Now, the AMA's lobbying interests in defeating the Republican plan, and their fairly transparent worries about all those folks who won't provide them with guaranteed payment, eg insurance payments, doesn't mean that the Republican plan is good, it just means that the AMA and other stakeholder lobbyists like the insurance lobbyists of AHIP should stop playing Americans for fools.
The Huffington Post desperately tried to elevate the AMA lobby's motives, even throwing in a little Latin for the old-time and barely honored ethic of doctors, the obsolete first do no harm standard. Read a sentence further, and you'll understand why frankly, lobbyists for the medical profession are probably not the noble carriers of the torch for consumers as they worry about the unavailability of medical services for people without health insurance.
But before waxing unjustifiably sentimental, grabbing onto the AMA's words like an abused spouse focuses on the abuser saying he or she is sorry and believing it, consider a little bit of reality of what the AMA lobby has helped bring us.
The AMA has brought us physician demands that they be paid like godlike fortune tellers for discouraging people with certain life-threatening illnesses from pursuing more care, including a focus on the cost of such action in end of life "counseling". That little tidbit was an Obamacare gift to the lobby, courtesy of CMS in 2015.
And then there's forced wellness, the government-insurance company-physician combo that is the farce of insurers getting more information from you by essential benefits including tests that you're often forced to take before obtaining any treatment that actually encourages the practice of defensive medicine that protects only physicians, because the tests are given for "free," though in order to give the free tests, less coverage is available for needed medical services in the form of Obamacare's unconscionable increases in copayments, coinsurance and deductibles, meaning that if you actually NEED care, you're in a financial world of hurt.
Now, combine that piece of info with the fact that medical error is the third leading cause of death in our country AND that defensive medicine is a practice with the sole purpose of protecting physicians while exposing people to often unnecessary testing and you'd have to be pretty thick-headed to think that the AMA is worrying about first do no harm.
It may have doctor members, but the AMA is a physician lobby and as such seeks maximum bucks and preferential policies for its members. It is that hat that it's wearing when it worries about lost insurance, not people's health.
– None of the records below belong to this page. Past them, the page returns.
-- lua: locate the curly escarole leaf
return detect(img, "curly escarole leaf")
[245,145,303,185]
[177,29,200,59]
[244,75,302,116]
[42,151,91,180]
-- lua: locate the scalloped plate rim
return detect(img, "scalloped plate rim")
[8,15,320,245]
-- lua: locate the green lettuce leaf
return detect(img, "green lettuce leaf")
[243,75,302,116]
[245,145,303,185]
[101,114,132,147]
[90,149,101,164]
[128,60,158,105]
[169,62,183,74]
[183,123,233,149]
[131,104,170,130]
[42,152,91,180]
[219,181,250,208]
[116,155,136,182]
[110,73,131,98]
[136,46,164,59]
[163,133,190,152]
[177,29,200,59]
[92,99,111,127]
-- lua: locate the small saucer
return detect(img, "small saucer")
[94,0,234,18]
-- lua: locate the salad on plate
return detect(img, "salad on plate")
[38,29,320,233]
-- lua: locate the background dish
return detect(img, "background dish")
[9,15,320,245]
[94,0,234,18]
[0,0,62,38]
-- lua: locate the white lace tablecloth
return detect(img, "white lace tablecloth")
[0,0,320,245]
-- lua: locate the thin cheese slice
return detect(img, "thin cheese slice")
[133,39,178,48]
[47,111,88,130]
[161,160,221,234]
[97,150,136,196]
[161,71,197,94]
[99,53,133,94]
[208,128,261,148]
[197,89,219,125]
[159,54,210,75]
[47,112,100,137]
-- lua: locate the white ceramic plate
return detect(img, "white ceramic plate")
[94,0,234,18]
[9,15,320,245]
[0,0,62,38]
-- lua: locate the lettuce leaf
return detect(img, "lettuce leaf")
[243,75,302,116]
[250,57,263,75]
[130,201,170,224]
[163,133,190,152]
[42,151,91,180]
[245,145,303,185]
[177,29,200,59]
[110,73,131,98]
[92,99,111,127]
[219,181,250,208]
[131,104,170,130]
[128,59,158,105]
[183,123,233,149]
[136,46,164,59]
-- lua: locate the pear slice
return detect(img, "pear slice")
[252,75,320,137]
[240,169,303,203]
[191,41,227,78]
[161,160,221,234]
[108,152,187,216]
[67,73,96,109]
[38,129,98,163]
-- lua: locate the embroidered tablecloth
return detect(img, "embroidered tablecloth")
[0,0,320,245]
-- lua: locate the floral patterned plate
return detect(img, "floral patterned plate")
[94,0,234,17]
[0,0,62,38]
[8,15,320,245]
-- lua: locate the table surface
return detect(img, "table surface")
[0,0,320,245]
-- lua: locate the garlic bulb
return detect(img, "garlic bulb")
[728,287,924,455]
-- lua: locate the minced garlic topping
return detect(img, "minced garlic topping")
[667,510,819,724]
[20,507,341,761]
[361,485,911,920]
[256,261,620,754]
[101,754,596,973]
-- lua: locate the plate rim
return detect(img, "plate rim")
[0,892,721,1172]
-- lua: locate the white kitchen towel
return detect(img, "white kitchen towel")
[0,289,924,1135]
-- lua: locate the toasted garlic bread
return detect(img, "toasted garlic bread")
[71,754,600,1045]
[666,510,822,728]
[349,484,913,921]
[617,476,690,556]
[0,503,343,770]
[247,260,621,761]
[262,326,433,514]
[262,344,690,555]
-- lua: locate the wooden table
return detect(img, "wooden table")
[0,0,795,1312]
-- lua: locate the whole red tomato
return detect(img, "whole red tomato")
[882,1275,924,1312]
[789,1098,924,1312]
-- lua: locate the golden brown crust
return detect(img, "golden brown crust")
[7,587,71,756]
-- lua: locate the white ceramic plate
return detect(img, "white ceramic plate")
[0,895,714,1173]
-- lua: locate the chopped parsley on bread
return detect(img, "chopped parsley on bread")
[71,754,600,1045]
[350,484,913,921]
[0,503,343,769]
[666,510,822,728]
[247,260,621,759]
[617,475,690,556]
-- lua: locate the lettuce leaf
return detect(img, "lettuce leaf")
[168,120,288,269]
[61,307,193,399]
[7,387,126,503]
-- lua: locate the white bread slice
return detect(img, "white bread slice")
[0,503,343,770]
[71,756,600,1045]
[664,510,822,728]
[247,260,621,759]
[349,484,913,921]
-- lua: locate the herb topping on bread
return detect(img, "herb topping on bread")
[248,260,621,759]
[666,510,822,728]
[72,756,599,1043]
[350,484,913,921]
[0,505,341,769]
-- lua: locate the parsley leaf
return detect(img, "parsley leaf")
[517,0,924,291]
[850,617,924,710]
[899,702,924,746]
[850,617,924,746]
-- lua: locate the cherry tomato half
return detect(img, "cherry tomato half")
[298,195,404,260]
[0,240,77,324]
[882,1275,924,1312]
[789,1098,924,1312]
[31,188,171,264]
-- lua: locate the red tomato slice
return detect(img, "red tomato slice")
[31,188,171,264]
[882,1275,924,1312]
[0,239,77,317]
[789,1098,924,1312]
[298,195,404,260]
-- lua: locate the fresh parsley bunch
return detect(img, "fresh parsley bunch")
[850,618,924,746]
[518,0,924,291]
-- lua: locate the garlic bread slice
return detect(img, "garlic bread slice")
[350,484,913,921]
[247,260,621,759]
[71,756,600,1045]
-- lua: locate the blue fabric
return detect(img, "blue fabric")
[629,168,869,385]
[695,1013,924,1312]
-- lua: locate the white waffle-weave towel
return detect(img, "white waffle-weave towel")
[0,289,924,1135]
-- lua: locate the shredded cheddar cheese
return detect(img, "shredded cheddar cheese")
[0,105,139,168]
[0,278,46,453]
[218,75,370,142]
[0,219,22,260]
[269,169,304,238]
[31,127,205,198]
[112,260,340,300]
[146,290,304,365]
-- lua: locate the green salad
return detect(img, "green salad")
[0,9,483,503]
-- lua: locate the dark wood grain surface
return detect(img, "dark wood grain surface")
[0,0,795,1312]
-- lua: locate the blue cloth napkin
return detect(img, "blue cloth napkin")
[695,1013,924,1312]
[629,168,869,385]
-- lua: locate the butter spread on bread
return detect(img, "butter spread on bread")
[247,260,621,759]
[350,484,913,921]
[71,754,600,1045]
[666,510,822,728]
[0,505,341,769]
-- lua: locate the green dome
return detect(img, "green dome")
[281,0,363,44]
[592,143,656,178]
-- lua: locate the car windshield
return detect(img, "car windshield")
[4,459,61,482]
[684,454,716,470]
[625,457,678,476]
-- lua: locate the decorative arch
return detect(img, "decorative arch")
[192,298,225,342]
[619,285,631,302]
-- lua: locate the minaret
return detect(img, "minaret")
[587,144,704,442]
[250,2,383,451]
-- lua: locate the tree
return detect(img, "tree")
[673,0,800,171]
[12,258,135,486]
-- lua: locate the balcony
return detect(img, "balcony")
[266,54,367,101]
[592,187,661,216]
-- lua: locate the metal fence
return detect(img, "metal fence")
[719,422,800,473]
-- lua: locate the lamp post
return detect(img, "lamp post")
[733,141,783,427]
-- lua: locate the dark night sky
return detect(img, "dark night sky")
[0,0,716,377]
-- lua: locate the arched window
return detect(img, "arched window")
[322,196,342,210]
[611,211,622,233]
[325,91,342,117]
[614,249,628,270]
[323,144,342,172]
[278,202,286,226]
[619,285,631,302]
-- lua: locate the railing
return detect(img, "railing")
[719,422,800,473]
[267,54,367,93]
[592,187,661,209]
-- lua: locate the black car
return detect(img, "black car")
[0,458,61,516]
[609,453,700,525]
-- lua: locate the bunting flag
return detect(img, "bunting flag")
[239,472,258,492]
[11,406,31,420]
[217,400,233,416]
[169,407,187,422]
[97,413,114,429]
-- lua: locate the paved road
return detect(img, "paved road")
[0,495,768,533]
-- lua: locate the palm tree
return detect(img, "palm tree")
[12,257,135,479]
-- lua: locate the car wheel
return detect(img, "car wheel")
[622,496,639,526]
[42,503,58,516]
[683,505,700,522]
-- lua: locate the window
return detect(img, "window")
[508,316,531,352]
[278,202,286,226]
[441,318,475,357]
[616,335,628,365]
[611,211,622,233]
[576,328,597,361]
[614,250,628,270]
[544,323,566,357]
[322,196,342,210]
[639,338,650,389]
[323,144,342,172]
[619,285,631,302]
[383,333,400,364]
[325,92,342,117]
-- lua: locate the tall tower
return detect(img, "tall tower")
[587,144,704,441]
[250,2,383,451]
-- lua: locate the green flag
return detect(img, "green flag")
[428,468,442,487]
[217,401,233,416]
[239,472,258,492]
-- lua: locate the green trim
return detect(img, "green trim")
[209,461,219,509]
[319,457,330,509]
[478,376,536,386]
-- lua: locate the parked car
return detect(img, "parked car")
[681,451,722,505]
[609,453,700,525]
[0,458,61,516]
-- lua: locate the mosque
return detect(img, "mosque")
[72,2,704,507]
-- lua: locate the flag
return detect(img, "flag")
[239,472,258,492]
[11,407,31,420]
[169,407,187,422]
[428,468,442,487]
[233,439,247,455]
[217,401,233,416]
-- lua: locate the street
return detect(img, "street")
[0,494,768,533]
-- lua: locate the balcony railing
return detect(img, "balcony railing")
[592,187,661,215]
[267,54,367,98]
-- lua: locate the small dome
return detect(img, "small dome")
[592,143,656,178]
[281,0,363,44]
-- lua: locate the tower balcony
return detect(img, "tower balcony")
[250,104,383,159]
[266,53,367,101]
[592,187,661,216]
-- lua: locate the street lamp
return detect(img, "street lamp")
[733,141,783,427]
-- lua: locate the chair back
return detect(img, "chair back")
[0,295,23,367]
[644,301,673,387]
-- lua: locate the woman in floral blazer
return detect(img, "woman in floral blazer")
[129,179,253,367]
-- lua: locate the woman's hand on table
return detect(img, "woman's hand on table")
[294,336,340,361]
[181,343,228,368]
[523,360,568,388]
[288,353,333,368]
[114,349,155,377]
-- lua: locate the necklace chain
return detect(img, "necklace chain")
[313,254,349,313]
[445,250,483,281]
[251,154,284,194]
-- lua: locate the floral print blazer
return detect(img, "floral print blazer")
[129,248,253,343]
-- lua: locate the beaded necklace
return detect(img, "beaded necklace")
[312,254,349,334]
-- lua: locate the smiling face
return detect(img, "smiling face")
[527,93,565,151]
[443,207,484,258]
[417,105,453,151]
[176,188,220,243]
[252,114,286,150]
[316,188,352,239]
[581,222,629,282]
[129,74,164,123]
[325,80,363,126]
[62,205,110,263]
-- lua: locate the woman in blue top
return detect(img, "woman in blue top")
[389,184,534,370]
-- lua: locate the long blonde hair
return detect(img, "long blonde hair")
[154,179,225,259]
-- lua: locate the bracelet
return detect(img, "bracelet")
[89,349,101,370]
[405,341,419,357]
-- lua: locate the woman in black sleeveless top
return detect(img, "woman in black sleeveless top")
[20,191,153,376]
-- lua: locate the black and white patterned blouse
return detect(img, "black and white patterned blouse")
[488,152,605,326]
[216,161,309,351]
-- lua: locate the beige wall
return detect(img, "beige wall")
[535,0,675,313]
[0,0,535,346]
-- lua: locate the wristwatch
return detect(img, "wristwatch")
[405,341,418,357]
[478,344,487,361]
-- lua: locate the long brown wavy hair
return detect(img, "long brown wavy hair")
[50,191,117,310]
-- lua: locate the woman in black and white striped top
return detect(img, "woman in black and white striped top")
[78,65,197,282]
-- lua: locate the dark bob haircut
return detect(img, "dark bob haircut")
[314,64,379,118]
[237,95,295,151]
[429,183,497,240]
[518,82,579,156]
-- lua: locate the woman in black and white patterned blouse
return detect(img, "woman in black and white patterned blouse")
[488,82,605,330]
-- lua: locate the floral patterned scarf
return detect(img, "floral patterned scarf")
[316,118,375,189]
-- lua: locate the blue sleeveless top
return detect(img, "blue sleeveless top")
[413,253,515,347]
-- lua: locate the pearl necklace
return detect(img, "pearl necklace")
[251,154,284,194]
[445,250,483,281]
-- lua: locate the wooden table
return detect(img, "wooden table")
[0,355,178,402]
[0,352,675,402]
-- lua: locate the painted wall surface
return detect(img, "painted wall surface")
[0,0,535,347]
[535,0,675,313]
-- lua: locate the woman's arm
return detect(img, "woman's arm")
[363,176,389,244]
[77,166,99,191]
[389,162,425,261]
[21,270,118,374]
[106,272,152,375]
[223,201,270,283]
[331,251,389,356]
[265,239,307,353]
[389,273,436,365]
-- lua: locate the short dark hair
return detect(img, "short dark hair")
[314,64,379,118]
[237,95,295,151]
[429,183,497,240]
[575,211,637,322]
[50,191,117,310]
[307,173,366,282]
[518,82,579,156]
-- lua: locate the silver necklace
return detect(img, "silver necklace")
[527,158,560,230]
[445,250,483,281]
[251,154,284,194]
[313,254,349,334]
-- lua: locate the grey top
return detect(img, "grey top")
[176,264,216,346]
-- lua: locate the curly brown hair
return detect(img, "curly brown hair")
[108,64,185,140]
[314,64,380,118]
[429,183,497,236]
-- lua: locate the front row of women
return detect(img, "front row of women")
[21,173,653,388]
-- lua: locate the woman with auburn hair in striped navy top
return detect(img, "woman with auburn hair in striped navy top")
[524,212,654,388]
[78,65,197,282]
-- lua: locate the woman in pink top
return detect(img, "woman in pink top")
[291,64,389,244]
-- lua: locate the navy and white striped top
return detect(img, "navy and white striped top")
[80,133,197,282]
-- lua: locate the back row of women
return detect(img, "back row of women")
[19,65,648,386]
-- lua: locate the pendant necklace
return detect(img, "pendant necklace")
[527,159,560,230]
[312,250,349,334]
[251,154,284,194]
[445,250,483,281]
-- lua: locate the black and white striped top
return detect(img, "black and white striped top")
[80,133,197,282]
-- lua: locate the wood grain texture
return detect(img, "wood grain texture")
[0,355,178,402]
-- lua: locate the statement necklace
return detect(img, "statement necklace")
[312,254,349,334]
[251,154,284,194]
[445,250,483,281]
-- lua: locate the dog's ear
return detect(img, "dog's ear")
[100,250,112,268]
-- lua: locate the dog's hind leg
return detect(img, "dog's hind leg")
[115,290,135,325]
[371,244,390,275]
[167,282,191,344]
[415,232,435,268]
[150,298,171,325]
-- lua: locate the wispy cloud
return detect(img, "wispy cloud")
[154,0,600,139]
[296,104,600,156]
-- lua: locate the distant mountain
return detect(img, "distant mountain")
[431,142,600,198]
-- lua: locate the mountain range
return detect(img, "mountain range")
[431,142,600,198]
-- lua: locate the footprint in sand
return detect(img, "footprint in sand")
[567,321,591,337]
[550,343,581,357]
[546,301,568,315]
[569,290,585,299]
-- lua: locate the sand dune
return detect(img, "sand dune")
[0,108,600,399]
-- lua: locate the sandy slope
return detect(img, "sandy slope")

Then there's the reality that although the Huffington Post is quoting Latin and underscoring the nobility of the lobby's worries today in its pronouncement that the AMA is slamming the Republican plan, pretty obviously because it threatens the guaranteed government cash cow of Medicaid that might cut into their members' incomes, it was the same Huffington Post that noted how unimportant the AMA is when the publication joined in criticizing the AMA lobby's endorsement of Donald Trump's Secretary of Health and Human Services, Tom Price in December of 2016.
In that instance, the Huffington Post emphasized that "Indeed, the American Medical Association’s inclusive-sounding name doesn’t mean it represents the opinions or will of all or even most doctors," Huffington Post, 12/8/2016, Erin Schumaker, "Disappointed by the AMA, Doctors Start a New Organization to Fight Trump's Healthh Care Policies."
The noble first do no harm? Sorry, not buying it. The AMA is a lobby and it's about money for its members.